Upgrading to a mo' fly ride
The old girl went down on me yesterday; I was harvesting corn near my house when all of a sudden the corn head and separator stopped. I pulled out of the rows, stopped the combine, and got out to check what was going on. My first sign that something was not good was a rattling sound coming from near the engine. The sound of a bearing that had gone out on the PTO transmission coming from the engine. The second was a steady dripping of oil coming from said PTO transmission. Not good.
As luck would have it, I had been in talks with the local dealer about trading combines anyway. They were able to locate a couple of machines, one in Mt Ayr, the other in Nevada, that might be suitable. So, Dad and I took a roadtrip to Nevada yesterday to look at this 2188.

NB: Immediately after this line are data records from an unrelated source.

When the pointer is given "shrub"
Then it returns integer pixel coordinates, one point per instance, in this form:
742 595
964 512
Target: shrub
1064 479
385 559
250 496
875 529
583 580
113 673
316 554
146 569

Now, for those of you not familiar with Case IH combines, here's some basic info: A 1460 is like a Chevrolet Monte Carlo from the mid-80's - pretty neat stuff at the time, and while it will get you from point A to point B today, it is getting old and prone to break downs. A 2188 is like a mid 1990's Chevrolet Impala- Not the shinest, but still pretty decent, and light years ahead of the 1980's technology.
Except a 1995 Chevrolet Impala doesn't cost more than a 2006 Mercedes E class, as this 1995 Case IH 2188 does. The 2006 combines cost as much as a Lamborghini. I kid you not.
So, with having the 1460 repaired at the dealer, I'll trade it in, along with a subsoiler tillage tool, and some cash for this 2188. And payments for the next five years. It is a bigger combine, so I should be able to get through my crop faster, disregarding any breakdowns (which should be fewer, I hope). I should be able to combine corn at 5.5-6 mph instead of 3-3.5 mph as I do now. In layman's terms, that's like going from 55 to 90 on the interstate.
I should get the machine on Thursday - on which day it is supposed to rain, and can't harvest. Hmmm.